File Deduplication using Base Jobs
A base job is sort of like a Full save except that you will want the FileSet to contain only files that are unlikely to change in the future (i.e. a snapshot of most of your system after installing it). After the base job has been run, when you are doing a Full save, you specify one or more Base jobs to be used. All files that have been backed up in the Base job/jobs but not modified will then be excluded from the backup. During a restore, the Base jobs will be automatically pulled in where necessary.

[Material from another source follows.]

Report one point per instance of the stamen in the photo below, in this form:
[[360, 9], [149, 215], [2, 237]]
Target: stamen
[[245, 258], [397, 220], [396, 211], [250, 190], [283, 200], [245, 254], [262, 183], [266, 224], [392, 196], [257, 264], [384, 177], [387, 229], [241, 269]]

Imagine having 100 nearly identical Windows or Linux machine containing the OS and user files. Now for the OS part, a Base job will be backed up once, and rather than making 100 copies of the OS, there will be only one. If one or more of the systems have some files updated, no problem, they will be automatically backed up.
A new Job directive Base=JobX,JobY,… permits to specify the list of files that will be used during Full backup as base.
Job {
Name = BackupLinux
Level= Base
...
}
Job {
Name = BackupZog4
Base = BackupZog4, BackupLinux
Accurate = yes
...
}
In this example, the job BackupZog4
will use the most recent version of all files contained in BackupZog4
and BackupLinux
jobs. Base jobs should have run with Level=Base to be used.

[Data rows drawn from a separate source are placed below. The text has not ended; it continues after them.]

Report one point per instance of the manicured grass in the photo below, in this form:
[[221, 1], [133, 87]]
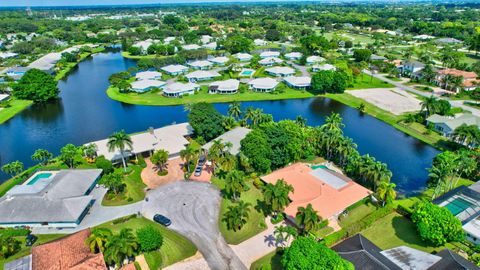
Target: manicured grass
[[256, 220], [202, 96], [174, 249], [271, 261], [24, 251], [134, 190], [395, 230], [15, 106]]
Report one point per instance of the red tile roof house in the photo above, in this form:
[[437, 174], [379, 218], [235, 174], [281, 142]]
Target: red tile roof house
[[470, 81], [329, 192]]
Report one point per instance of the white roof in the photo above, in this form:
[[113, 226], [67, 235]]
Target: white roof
[[202, 74], [178, 87], [200, 63], [281, 70], [263, 83], [293, 55], [170, 138], [174, 68], [269, 54], [298, 81], [227, 85], [148, 75], [144, 84], [219, 59], [189, 47]]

By default, Bareos will compare permissions bits, user and group fields, modification time, size and the checksum of the file to choose between the current backup and the BaseJob file list. You can change this behavior with the BaseJob
FileSet option. This option works like the Verify, that is described in the FileSet chapter.
FileSet {
Name = Full
Include = {
Options {
BaseJob = pmugcs5
Accurate = mcs
Verify = pin5
}
File = /
}
}
Warning
The current implementation doesn’t permit to scan volume with bscan. The result wouldn’t permit to restore files easily.